Experimental results of LG modes and the rotation mode with the lateral localization precision of (a) \(LG_{l=0,p=\{0,1,2\}}\) modes and (b) \(LG_{l=1,p=\{0,1,2\}}\) modes as well as the axial localization precision of (c) \(LG_{l=\{0,1\},p=\{0,1,2\}}\) modes and (d) the rotation mode. The theoretical results (lines) are determined by the CRB and the experimental results (points) are obtained using MLE

4 Conclusion

In summary, our research provides both theoretical and experimental evidence showcasing the exceptional potential of LG and rotation modes for 3D super-localization. To address practical challenges, we develop an iterative MLE algorithm that effectively estimates the 3D positions of point sources with the best possible precision determined by the CRB. By incorporating a refined noise statistic model, our algorithm improves the robustness and generalizability of the localization process, offering significant advantages in scenarios with low SNR and aberrations.

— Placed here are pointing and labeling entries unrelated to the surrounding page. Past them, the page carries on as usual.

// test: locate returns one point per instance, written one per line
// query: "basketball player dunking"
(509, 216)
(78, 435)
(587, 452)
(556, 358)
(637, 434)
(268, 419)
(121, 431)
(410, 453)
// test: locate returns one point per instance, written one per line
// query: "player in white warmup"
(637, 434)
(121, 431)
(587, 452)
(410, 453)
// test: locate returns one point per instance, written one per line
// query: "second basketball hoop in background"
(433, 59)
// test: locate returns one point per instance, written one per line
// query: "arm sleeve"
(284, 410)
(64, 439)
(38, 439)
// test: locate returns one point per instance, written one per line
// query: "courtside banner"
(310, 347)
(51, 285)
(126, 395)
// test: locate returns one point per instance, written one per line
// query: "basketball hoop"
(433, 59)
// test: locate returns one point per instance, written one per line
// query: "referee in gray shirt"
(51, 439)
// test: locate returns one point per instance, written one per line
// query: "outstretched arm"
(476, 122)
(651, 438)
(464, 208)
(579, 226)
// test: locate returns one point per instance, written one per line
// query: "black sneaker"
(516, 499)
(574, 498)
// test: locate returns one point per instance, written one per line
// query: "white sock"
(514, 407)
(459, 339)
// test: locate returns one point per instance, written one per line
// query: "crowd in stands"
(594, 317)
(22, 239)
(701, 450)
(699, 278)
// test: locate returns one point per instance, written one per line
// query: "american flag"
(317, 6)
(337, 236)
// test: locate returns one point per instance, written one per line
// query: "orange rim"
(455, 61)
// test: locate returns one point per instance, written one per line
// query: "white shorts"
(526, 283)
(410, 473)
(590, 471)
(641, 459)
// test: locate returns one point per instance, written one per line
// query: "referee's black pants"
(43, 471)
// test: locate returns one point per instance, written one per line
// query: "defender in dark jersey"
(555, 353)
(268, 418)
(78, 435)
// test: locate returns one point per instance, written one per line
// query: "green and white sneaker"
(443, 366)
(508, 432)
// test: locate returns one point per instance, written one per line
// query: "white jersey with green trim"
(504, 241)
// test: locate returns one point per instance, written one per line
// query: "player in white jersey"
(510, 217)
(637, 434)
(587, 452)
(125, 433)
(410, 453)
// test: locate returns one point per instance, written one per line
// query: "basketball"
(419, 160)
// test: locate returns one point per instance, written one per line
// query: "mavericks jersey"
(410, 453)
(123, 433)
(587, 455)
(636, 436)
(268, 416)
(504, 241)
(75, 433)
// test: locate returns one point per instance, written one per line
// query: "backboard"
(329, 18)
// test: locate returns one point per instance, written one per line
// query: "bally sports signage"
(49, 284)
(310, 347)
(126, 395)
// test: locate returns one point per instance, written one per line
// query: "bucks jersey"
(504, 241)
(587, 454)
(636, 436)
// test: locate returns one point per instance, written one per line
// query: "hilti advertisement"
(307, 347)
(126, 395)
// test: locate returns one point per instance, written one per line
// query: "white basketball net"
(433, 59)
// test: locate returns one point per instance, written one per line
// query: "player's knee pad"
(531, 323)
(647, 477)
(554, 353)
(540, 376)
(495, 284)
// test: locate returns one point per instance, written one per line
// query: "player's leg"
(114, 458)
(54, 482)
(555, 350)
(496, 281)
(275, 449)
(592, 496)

While higher-order or intricate superposition modes demonstrate theoretical advantages in ideal intensity detection, practical experimental imperfections pose challenges in realizing these benefits with PSF engineering and intensity-based strategies. Therefore, when exploring and optimizing the final effective resolution, the practical CRB provided by our algorithm can serve as a reliable benchmark for evaluating precision improvements. Our work builds a bridge between the quantum estimation framework and practical microscopy algorithm, fostering promising advancements in 3D super-resolution microscopy.